Abstract

High resolution interference and phase microscopy were used to inspect the striations' appearance in shortening rat heart cells. Isolated cells were treated with detergent so that shortening could be graded by addition of calcium. Upon activation sarcomeres shortened to form (a) contraction densities in the middle of the A band at 1.7 micrometer (b) disappearance of the I bands and (c) phase brightening of the A bands at 1.6 micrometer and (d) dense Cz contraction bands at shorter lengths. These changes are totally consistent with the uniform sliding of myofilaments of previously accepted fixed dimensions. However, the striated patterns differed significantly in intact cells which were electrically stimulated to shorten. Here individual A bands remained distinct, without phase brightening or contraction band formation despite sarcomere shortening to less than the length of the A band as measured in the unstimulated cell.
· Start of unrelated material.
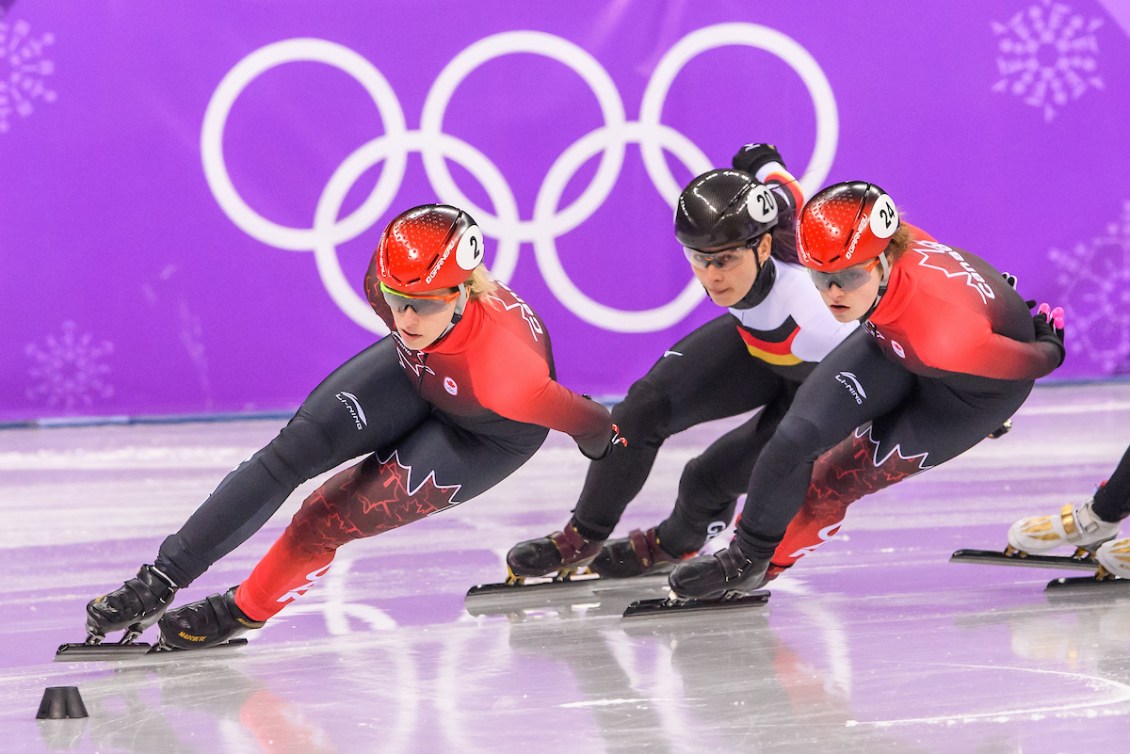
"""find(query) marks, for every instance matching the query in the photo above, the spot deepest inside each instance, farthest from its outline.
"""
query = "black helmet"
(723, 209)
Maximal activation of intact cells by barium contracture elicited the full sequence of striation changes (a-d) seen in the chemically skinned cells. Light diffraction analysis gave comparable interpretation, i.e., the protein within the shortened sarcomere in the physiologically activated cardiac cell is more narrowly distributed than expected for thick filaments of fixed dimensions. These optical differences may reflect the restricted presence of the globular myosin heads at the ends of the cardiac sarcomere. This situation would explain the narrow range of the cardiac length-tension relation.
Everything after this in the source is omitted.